It is this sip of water, this quench of thirst, that acted as the catalyst for a truly nightmarish unfolding of events across the next decade – this sip of water that triggered hundreds of violent protests, eight years in jail and two cold-blooded assassinations.
Asia Noreen would never return to Ittan Wali.
Asia’s family were the only Christians in the village, an accurate makeup mirroring the wider country. In the midst of Pakistan’s majority Muslim demographic, Christians make up just under two percent of the population. Asia and her family’s faith had always been under fire for differing from the norm. The married couple, along with their five children, had remained steadfast against multiple pushes from the rest of the village to convert to Islam. Set against the context of a very homogenous, religious backdrop, it is easy to see how and why the story unfurled from this mere cup of water.

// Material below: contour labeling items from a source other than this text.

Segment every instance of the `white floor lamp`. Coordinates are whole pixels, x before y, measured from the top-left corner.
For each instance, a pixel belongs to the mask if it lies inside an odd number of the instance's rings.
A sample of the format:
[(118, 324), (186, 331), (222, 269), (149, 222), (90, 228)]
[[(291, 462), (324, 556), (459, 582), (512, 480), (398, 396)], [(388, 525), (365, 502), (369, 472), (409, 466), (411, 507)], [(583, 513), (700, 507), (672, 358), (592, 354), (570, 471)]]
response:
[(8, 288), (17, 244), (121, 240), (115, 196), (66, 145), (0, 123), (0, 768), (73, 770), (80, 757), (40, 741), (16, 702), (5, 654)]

Asia’s neighbour, Musarat, saw Asia drinking from the shared metal cup and all hell broke loose. Musarat was livid, claiming Asia had “contaminated” the water as a Christian, and should have allowed the rest to drink first. The group of women got angrier as they yelled, referencing hangovers from old caste system rules, where lower-class Christians were to be avoided because of impurity. Interestingly, Asia and Musrat had already been involved in multiple property disputes, setting the stage for animosity.